United States District Court, S.D. Illinois

June 17, 2014

WILLIAM C. MAZUREK, # R-44679, Plaintiff,


MICHAEL J. REAGAN, District Judge.

Plaintiff, who is currently incarcerated at Pinckneyville Correctional Center ("Pinckneyville"), brings this pro se civil rights action pursuant to 42 U.S.C. ยง 1983, based on events that occurred while he was confined at Shawnee Correctional Center ("Shawnee").

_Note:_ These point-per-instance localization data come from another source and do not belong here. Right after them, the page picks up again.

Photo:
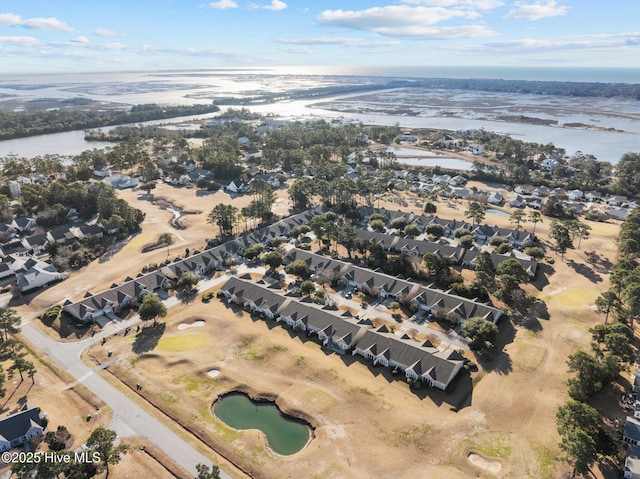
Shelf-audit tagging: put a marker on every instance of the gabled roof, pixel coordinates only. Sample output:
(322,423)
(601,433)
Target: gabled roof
(17,425)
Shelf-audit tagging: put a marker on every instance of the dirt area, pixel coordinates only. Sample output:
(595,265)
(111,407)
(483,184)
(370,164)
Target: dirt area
(346,400)
(64,402)
(367,422)
(126,259)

He is serving a 15-year sentence for criminal sexual assault. Plaintiff claims that Defendants were deliberately indifferent to his serious need for dental treatment. In addition, two of the Defendants filed false disciplinary charges against him in retaliation for his pursuit of grievances over his dental care.

More specifically, Plaintiff states that he has suffered from painful dental problems affecting several of his teeth since September 2012 or before (Doc. 1, p. 11).[1] Defendant Waldvogel, a former Shawnee dentist, approved Plaintiff to receive tooth restoration treatment on August 24, 2012 (Doc. 1, pp. 12, 26). The approval letter noted that he was likely to have a long wait, both due to equipment breakdowns and because about 20 other inmates were ahead of him on the list, some for nearly two years.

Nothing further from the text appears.